Birds in Art 2020 at Woodson Art Museum this fall
For the City Times
WAUSAU – Artwork from 114 artists from throughout the world will be included in the 45th annual “Birds in Art” exhibition, opening Sept. 12, at the Leigh Yawkey Woodson Art Museum. This year, 510 artists submitted 830 artworks for consideration by the three-person jury.
The exhibition includes artwork by the Museum’s 2020 Master Artist Timothy David Mayhew, 22 who were named Master Artists during previous “Birds in Art” exhibitions, and 91 artists whose work was selected by the jury. “Birds in Art,” which presents original paintings, sculptures, and graphics created within the last three years by worldwide artists, once again celebrates avian marvels through fresh artistic interpretations.
As a COVID-19 precaution, all “Birds in Art” opening-day festivities are suspended; there will be no Master Artist Talk and no Artists in Action on Saturday morning. The museum’s extended opening-weekend hours are 9 a.m. – 5 p.m. on Sept. 12 and 10 a.m. – 5 p.m. on Sept. 13.
“Birds in Art” 2020 remains on view through Nov. 29.

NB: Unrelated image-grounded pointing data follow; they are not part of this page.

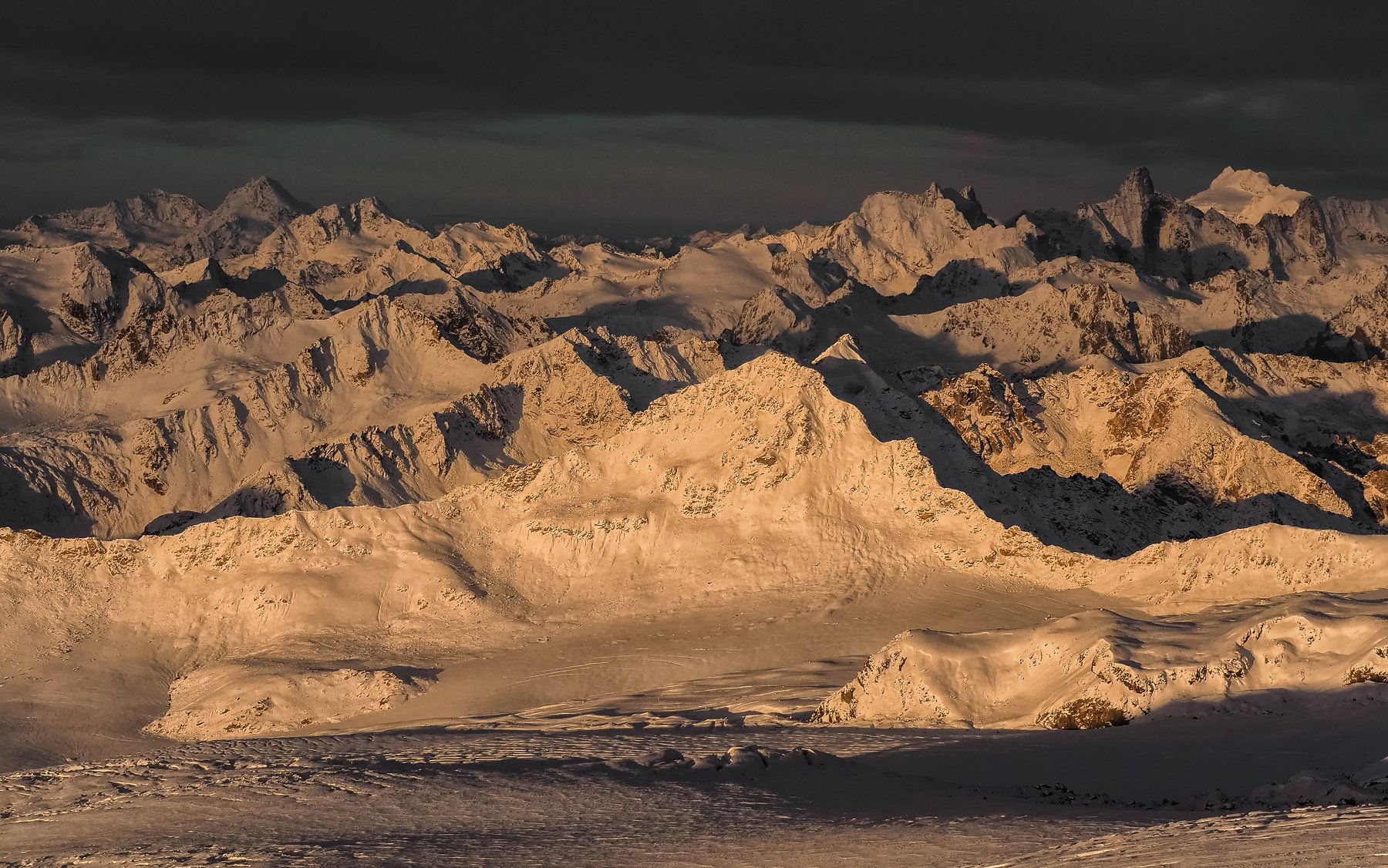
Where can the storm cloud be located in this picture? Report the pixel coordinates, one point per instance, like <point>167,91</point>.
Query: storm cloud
<point>657,118</point>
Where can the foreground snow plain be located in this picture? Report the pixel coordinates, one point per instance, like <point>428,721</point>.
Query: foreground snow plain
<point>339,540</point>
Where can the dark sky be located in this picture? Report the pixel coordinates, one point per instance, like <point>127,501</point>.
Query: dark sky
<point>649,118</point>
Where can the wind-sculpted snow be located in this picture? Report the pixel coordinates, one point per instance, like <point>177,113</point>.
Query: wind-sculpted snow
<point>275,469</point>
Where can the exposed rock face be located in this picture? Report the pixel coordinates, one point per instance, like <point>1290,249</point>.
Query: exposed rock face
<point>1207,429</point>
<point>1047,325</point>
<point>1098,668</point>
<point>347,437</point>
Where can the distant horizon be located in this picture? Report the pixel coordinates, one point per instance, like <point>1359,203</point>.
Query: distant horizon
<point>635,232</point>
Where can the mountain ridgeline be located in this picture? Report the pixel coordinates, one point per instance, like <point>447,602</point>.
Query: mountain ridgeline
<point>1166,368</point>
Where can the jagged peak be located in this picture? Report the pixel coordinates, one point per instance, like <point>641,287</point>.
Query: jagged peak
<point>264,194</point>
<point>1137,185</point>
<point>1248,196</point>
<point>844,348</point>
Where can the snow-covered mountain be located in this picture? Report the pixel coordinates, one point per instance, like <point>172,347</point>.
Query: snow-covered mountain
<point>286,466</point>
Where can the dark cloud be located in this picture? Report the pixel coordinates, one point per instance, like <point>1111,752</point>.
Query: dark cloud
<point>1292,88</point>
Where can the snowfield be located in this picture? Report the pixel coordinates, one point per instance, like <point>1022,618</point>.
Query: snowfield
<point>915,538</point>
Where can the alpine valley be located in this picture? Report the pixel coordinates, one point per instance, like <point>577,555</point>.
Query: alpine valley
<point>916,538</point>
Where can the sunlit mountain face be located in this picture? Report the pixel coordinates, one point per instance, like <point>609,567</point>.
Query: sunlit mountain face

“Ever inspired by avian muses, “Birds in Art” 2020 artists took cues from birds’ behavior and some incorporated quarantine themes, too,” a museum release said. “While Karen Bondarchuk drew parallels in her ‘Cache ‘n’ Carry’ charcoal of blue jays competing at the feeder, much like shoppers at grocery stores last spring, Sherrie York’s linocut ‘A Tern of the Tide’ features a solitary seabird, underscoring the importance of quiet moments alone but also of community. David Milton took a whimsical approach, while Nancy Howe used circling crows to convey its ominous nature. In Claire Duncan’s painting of white pelicans, one bold bird swivels to lead the swimming flock out of the advancing shadows, which she described as ‘a metaphor for the times in which we live.’”
Other artists also reference birds’ work habits and amusing antics. Creating a vivid yellow watercolor painting of a spectacled weaver, Robin Berry used a giant calligraphy brush to paint the bird’s body in three bold strokes, as confidently as this bird when weaving its intricate nest. Tom Hill’s twisted wire sculpture captures two wacky birds’ interaction via the subtle tilt of their heads.
Highlighting the Museum’s 2020 Master Artist, a selection of artwork by New Mexico artist Timothy David Mayhew, also will be featured. In his oil paintings and natural-chalk drawings, Mayhew captures the essence of sensory experiences in the wild – the intricate complexity of reflections in water, bone-chilling cold during snow-geese migration, chukars’ animated interactions, and the magical pre-dawn glow in a marsh.
Prioritizing fieldwork is crucial to Mayhew. His four-decade-long intensive research into Old Master drawing materials yielded essential knowledge aiding his field studies. During the Renaissance, natural chalks were quarried from the earth and sawn into short sticks for drawing. Natural red and natural black chalk have unique properties, he says, “which enable drawings to survive rough handling in remote backcountry settings.”
Whether through watercolor, acrylic, charcoal, wood, or bronze, artists convey captivating light, pattern, and texture as in, for example, the brilliant blue background of Jeremy Paul’s painting and delicate reeds supporting two birds in Walt Matia’s sculpture. “Birds in Art” 2020 artists depict avian wonders in innovative and varied ways sure to send spirits soaring.